Ma ecco appropinquarsi, come in una scena di un film di Hitchcock, il fatto imprevedibile: è pronto a entrare in vigore ufficialmente dal prossimo mese di giugno il nuovo Isee 2014, già in realtà partito, ma sono ancora molti i problemi e le difficoltà che presenta. Diverse le novità in vigore da quest’anno nell’uso di questo strumento: l’intento del Ministero, come si legge nelle varie presentazioni, è quello migliorare l’equità sociale e garantire l’accesso a tariffe agevolate alle prestazioni sociali a chi ne ha maggiormente bisogno evitando gli abusi, dando più peso alla componente del patrimonio e a una nuova nozione di reddito disponibile. Tra le principali novità, saranno inclusi nel reddito, insieme a quello complessivo ai fini Irpef, anche: tutti i redditi tassati con regimi sostitutivi o a titolo di imposta (ad esempio, contribuenti minimi, cedolare secca sugli affitti, premi di produttività, Tfr, ecc.); tutti i redditi esenti e, quindi, anche tutti i trasferimenti monetari ottenuti dalla Pubblica amministrazione (assegni al nucleo familiare, pensioni di invalidità, assegno sociale, indennità di accompagnamento, ecc.); i redditi figurativi degli immobili non locati e delle attività mobiliari.

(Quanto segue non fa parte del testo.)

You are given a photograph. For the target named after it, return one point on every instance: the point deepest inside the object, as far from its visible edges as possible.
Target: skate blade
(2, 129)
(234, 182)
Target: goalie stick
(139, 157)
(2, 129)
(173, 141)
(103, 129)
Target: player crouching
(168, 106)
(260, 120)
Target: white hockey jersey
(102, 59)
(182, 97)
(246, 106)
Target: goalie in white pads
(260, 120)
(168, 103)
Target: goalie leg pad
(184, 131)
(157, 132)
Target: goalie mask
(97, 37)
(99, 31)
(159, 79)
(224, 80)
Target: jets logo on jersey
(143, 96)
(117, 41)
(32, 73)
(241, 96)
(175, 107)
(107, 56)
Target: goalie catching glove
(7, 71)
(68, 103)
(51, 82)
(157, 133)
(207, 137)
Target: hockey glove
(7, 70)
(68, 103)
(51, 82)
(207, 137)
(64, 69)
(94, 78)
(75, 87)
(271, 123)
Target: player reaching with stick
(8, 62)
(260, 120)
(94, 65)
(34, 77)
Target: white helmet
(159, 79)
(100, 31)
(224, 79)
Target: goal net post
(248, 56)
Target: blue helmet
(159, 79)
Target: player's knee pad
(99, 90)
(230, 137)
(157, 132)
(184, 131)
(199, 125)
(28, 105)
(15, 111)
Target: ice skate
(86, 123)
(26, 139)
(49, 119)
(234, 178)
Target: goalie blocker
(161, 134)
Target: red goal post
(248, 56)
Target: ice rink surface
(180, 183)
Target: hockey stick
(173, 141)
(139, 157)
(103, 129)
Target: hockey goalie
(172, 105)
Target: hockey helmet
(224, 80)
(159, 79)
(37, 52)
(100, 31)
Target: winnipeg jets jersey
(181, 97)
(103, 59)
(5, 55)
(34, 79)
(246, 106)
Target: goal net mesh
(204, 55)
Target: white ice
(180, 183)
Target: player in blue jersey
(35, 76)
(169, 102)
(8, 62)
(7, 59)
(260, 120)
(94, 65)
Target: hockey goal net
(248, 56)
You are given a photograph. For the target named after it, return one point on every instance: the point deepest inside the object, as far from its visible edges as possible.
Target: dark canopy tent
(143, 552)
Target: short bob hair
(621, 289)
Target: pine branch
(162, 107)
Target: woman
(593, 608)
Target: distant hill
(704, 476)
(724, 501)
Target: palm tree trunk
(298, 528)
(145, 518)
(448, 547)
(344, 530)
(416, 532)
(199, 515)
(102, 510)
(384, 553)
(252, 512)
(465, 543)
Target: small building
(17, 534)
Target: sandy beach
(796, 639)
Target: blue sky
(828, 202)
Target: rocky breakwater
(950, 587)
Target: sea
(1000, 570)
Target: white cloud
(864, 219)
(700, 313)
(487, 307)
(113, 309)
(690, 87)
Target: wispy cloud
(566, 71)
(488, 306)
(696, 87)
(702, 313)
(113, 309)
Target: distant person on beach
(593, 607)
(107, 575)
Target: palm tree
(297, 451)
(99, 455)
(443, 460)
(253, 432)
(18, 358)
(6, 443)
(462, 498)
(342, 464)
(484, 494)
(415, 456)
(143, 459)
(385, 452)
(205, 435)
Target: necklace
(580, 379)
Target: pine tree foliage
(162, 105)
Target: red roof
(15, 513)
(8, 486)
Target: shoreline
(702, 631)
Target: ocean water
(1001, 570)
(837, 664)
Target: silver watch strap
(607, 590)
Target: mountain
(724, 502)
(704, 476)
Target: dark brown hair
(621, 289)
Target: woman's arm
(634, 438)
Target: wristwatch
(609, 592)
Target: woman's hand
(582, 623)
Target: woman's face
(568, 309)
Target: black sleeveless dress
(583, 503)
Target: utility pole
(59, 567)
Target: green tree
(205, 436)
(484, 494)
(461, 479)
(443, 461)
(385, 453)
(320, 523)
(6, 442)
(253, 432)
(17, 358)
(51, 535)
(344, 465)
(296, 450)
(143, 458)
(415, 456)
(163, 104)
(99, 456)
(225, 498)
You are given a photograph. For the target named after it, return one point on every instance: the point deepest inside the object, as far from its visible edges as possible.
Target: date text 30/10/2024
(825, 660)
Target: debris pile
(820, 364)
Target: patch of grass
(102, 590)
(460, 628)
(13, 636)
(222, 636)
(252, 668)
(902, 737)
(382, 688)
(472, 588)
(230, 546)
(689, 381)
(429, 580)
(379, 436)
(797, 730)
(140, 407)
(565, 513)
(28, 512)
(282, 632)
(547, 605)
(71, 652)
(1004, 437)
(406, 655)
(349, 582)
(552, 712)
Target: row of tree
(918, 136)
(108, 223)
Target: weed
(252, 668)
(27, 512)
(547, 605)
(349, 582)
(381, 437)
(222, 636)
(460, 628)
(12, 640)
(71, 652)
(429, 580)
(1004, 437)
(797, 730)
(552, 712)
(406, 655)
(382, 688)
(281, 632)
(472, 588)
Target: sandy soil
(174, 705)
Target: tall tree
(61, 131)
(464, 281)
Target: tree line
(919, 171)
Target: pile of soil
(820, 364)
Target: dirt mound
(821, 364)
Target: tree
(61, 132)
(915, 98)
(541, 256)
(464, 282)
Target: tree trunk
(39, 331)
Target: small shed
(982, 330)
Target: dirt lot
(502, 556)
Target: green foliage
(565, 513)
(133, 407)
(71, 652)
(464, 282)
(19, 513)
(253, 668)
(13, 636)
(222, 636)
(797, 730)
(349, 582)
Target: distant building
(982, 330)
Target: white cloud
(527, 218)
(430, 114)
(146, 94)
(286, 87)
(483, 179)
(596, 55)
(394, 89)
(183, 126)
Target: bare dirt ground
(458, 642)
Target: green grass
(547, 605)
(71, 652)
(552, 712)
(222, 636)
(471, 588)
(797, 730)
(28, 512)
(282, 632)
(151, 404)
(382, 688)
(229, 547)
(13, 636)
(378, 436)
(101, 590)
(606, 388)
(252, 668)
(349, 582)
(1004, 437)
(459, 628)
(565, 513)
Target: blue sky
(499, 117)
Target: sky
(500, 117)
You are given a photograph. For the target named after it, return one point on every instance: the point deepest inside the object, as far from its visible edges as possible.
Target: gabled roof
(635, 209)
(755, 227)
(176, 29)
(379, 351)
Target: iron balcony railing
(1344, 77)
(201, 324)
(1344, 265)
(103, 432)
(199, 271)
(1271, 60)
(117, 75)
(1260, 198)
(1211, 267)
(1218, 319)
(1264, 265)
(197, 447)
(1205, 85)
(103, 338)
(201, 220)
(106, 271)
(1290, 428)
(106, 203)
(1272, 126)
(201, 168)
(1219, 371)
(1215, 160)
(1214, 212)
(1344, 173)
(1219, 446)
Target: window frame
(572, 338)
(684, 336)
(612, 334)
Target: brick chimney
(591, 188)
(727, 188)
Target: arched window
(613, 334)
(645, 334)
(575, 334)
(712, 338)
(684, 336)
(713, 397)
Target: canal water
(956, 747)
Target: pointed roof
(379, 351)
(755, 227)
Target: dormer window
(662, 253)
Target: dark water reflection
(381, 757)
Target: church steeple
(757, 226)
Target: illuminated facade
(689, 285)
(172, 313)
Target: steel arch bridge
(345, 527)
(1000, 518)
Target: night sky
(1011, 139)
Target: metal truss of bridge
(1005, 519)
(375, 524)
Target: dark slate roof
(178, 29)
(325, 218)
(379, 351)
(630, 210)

Il nuovo Isee considera il patrimonio all’estero e il valore degli immobili rivalutato ai fini Imu; riduce la franchigia massima sulla componente mobiliare, che però sarà articolata in funzione del numero dei componenti il nucleo familiare, in quanto sale di 1.000 euro per ogni figlio dal terzo in poi; sugli immobili, si considera patrimonio solo il valore della casa che eccede il valore del mutuo ancora in essere. Il nuovo Isee non prevede, inoltre, l’ampia possibilità di autocertificazione e d’ora in poi solo una parte dei dati potrà essere autocertificata dal contribuente, mentre i dati fiscali e i dati Inps più importanti saranno compilati direttamente dall’Amministrazione.
Secondo alcune simulazioni compiute (e noi vogliamo ardentemente crederlo!), lo strumento sembra in grado di cogliere le differenze tra le specifiche condizioni delle persone meglio che in passato, ma permangono comunque difficoltà: diversi operatori, infatti, lamentano complessità gestionale del nuovo Indicatore e un impegno notevole richiesto agli enti coinvolti, a partire dai Comuni, soprattutto per puntare all’equità. Per conoscere, infatti, le reali condizioni delle persone bisogna raccogliere ed esaminare più informazioni di prima e, considerando la minore autocertificazione rispetto a prima, bisognerà andare a cercare i documenti necessari negli archivi dell’Inps e dell’agenzia delle Entrate. Cosa complessa da mettere in atto, nonché lunga e come si diceva prima, l’unico intervento possibile, da parte dello Stato, per rendere più agevole tale procedimento è la predisposizione di una banca dati coordinata tra Inps e Agenzia delle Entrate che renda quasi automatica la disponibilità degli eventuali documenti richiesti, in modo computerizzato, e da non far perdere tempo.
Sarà così? O si tratta del solito tentativo di cambiare e modernizzare un sistema fiscale vetusto, creando poi confusione e dando possibilità, producendo del pseudo nuovo lavoro, di rimanere a galla a enti statali ormai alla deriva economica: tutto alla faccia di un nuovo “welfare”?